When we go to the doctor, she checks our weight, blood pressure, lungs, etc. When we go our gyno, she checks, well, other things. If we’re having irregular periods, lots of cramping, or other common complaints, we ask our doctor if we should be concerned or what to do. But there are some vital questions that you might not be asking your doctors, whether at annual visits or when you’re not feeling well, such as:
Do I need any health screenings?
If you have a family history of health problems “ early cancer or heart trouble, for example, ask your doctor if you need to be screened earlier than usual. (For example, most doctors won’t suggest a mammogram until you’re forty, but if your mom or sister was diagnosed young with cancer, your doctor may schedule one earlier).
How do I get copies of my records?
This can be important if you are moving, or if you are going to see a specialist. Sometimes your doctor will forward records, x-rays, text results, etc., but sometimes they won’t. Some doctors will provide you with CD of results or make copies right then; others might require a fee or special forms. Ask this question now, not when you suddenly need your records or results.
Should I be worried about drug interactions?
Your doctor probably knows what medications you are currently taking, but if she doesn’t let her know, so she doesn’t prescribe anything that might cause a serious interaction. This goes for herbal and vitamin supplements, too, which can also have surprisingly serious interactions. (For example, Echinacea should not be taken with heart medications, St. John’s Wort should not be combined with anti-depressants.)

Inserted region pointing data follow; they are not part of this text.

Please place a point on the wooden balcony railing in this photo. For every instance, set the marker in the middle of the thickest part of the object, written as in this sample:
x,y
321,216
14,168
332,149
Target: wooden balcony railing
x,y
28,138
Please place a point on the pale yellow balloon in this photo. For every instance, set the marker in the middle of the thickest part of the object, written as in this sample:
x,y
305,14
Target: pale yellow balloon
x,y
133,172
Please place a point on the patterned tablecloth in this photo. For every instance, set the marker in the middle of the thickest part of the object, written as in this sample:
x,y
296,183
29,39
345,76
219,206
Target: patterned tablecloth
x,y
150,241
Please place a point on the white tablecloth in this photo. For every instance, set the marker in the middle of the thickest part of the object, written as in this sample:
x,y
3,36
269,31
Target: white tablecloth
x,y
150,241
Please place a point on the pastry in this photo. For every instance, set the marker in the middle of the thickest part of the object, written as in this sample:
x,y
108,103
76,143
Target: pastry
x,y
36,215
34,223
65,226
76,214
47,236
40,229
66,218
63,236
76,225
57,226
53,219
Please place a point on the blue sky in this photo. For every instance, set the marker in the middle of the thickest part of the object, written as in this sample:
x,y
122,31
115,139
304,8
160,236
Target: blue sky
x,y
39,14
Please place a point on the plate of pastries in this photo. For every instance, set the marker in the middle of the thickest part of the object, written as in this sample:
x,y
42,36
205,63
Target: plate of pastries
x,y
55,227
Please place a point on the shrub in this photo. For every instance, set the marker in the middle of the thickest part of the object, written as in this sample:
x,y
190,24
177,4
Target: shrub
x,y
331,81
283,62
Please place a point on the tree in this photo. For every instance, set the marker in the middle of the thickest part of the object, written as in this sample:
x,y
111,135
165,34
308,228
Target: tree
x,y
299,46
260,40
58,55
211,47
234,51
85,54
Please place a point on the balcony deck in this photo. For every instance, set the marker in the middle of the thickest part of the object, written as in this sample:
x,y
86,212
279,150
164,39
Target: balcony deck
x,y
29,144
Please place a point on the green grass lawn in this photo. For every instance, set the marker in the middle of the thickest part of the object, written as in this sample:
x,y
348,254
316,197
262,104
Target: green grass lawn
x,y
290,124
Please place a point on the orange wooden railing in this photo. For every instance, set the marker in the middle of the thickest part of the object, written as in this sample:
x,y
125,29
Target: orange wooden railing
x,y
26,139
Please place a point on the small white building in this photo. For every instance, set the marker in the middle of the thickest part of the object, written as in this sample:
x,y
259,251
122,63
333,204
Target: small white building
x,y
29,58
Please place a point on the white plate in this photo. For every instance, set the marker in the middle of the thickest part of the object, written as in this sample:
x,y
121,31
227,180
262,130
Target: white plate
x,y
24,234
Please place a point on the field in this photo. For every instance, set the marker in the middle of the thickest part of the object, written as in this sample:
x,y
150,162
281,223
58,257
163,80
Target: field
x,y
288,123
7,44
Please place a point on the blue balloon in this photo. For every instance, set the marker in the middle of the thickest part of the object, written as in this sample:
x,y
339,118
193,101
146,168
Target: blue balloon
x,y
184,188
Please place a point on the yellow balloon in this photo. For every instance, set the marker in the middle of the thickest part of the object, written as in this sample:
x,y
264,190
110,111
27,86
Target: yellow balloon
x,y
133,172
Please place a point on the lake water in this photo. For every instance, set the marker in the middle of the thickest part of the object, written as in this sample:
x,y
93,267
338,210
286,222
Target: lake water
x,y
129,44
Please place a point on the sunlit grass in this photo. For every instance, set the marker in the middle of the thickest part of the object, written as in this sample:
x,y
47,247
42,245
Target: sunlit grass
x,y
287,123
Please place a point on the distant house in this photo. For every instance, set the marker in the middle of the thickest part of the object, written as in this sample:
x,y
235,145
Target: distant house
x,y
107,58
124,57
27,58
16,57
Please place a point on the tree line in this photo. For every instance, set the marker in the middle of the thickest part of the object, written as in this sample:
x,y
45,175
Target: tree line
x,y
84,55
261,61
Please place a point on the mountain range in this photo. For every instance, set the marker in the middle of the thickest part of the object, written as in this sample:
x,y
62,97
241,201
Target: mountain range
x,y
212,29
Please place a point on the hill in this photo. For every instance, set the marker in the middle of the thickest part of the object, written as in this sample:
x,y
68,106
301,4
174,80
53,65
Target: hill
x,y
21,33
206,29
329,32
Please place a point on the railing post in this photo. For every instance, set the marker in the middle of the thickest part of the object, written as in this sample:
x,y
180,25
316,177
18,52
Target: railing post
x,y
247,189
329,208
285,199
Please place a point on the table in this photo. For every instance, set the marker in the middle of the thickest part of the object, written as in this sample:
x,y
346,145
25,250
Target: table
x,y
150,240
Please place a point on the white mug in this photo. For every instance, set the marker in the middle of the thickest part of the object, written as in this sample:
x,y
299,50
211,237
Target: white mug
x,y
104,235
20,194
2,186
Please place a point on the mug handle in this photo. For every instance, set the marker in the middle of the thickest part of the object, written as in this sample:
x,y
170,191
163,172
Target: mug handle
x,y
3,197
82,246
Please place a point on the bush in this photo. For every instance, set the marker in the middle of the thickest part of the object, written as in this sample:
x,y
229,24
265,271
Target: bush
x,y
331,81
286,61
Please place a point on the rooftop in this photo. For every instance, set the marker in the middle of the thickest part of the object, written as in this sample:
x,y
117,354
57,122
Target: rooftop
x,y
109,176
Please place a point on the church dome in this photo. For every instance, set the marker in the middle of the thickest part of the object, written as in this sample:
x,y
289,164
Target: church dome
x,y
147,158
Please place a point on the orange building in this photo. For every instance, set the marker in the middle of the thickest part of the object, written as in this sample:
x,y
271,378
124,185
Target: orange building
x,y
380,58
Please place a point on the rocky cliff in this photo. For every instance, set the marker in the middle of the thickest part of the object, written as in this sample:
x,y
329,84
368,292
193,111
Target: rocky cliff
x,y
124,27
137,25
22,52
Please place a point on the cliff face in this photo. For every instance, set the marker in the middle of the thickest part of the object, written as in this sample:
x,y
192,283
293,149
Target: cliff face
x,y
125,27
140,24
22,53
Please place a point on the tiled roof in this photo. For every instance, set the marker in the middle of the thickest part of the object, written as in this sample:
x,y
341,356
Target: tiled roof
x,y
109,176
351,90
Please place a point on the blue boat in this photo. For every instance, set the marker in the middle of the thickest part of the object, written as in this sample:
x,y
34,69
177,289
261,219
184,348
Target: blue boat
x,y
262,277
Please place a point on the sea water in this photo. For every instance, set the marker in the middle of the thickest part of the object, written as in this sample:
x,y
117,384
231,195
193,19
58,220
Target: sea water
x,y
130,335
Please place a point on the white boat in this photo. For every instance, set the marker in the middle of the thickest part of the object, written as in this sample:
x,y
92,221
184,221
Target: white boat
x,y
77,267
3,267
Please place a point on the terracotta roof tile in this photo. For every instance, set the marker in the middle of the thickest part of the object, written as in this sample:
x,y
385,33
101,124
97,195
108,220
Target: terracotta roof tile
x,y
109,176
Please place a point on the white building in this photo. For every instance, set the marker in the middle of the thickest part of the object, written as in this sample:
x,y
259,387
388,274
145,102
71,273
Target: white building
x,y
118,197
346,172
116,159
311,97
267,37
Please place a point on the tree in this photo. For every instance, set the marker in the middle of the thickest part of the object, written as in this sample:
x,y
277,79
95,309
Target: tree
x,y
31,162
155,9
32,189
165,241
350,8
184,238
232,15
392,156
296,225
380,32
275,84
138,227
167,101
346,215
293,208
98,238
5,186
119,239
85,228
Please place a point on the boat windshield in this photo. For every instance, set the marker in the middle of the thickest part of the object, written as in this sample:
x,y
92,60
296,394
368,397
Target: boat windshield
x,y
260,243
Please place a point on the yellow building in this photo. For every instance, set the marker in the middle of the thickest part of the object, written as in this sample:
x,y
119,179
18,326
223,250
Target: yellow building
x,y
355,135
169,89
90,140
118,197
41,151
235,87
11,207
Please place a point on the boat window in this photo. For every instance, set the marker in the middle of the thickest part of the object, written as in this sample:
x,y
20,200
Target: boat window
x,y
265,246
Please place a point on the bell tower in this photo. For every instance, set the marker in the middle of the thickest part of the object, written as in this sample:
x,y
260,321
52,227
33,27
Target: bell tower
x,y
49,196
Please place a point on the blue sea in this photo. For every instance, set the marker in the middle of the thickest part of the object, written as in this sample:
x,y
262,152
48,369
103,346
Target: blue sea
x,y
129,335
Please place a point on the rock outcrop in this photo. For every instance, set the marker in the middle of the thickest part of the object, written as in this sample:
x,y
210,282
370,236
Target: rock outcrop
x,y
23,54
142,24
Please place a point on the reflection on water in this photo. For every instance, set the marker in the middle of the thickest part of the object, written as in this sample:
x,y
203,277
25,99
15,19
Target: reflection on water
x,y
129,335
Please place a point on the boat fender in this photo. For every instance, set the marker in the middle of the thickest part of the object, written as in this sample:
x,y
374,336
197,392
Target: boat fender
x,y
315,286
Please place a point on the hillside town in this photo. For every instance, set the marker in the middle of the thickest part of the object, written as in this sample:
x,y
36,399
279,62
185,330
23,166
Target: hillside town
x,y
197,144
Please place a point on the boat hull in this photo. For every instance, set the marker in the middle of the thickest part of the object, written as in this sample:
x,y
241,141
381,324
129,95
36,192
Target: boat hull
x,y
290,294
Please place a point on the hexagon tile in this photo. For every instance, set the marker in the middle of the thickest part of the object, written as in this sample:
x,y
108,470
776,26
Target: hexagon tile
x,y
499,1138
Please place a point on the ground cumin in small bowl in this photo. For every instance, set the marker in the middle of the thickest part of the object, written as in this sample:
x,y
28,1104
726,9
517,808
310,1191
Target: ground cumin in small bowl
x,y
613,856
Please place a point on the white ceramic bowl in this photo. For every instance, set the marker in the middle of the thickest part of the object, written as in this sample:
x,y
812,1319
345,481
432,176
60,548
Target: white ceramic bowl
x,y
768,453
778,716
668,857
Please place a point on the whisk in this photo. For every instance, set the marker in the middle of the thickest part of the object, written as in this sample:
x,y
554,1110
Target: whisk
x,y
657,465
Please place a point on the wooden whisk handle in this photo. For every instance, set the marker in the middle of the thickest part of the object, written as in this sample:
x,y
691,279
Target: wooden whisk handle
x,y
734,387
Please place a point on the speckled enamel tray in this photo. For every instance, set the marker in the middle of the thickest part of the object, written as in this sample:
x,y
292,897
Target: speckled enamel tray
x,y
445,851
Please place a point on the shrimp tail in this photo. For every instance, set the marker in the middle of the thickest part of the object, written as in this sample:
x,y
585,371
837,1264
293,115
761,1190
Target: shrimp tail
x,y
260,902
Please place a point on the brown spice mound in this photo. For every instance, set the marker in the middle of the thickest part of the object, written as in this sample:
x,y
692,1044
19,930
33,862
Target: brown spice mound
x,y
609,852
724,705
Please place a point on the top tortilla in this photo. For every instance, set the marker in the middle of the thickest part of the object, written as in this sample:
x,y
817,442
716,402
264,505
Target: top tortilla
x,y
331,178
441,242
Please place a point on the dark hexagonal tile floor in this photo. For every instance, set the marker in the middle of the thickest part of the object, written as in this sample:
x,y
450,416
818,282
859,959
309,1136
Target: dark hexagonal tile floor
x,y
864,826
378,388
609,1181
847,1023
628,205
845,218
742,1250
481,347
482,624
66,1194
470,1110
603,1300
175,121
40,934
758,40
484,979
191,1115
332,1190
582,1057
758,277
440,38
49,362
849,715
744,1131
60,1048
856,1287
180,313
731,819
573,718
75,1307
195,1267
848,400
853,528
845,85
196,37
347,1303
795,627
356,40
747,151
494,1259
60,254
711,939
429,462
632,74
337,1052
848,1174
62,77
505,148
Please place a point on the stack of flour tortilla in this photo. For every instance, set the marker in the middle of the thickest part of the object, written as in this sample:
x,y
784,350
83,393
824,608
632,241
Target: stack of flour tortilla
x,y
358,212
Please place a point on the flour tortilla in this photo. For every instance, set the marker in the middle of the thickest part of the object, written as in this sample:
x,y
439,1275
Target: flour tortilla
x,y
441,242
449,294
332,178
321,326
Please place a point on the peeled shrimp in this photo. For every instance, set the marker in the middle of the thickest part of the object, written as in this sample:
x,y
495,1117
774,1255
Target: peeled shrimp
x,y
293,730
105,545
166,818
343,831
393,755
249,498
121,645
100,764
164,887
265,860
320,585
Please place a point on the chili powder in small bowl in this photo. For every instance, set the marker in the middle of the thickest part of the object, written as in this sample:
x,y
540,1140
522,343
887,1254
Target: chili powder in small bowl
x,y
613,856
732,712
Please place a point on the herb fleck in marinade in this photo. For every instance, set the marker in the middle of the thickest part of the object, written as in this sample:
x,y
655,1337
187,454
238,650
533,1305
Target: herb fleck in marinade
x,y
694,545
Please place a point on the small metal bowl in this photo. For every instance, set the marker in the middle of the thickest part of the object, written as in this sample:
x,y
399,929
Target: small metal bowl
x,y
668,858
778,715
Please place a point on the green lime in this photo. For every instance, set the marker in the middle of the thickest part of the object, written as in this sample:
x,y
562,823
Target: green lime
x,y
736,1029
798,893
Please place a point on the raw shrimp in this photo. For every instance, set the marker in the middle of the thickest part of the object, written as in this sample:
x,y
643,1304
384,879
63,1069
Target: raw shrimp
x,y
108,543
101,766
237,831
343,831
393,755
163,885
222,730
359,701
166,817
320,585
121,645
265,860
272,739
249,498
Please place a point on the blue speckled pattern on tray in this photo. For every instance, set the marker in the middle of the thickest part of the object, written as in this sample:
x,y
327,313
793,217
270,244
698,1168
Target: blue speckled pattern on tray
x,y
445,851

What should I be looking for in results from this medication, and how will I know if it’s not working?
This is important – sometimes a medication just doesn’t work or takes longer to work, and you need to know what to look for! Another related question is Will I know if I’m getting worse? This may sound like a silly question, but we might dismiss new symptoms as just more of the same when actually we are getting sicker.
When do I need to see you again?
If your doctor’s visit is not just a regular exam and you are being treated for a condition or disease, ask when you need to schedule a follow-up if your doctor doesn’t tell you up front.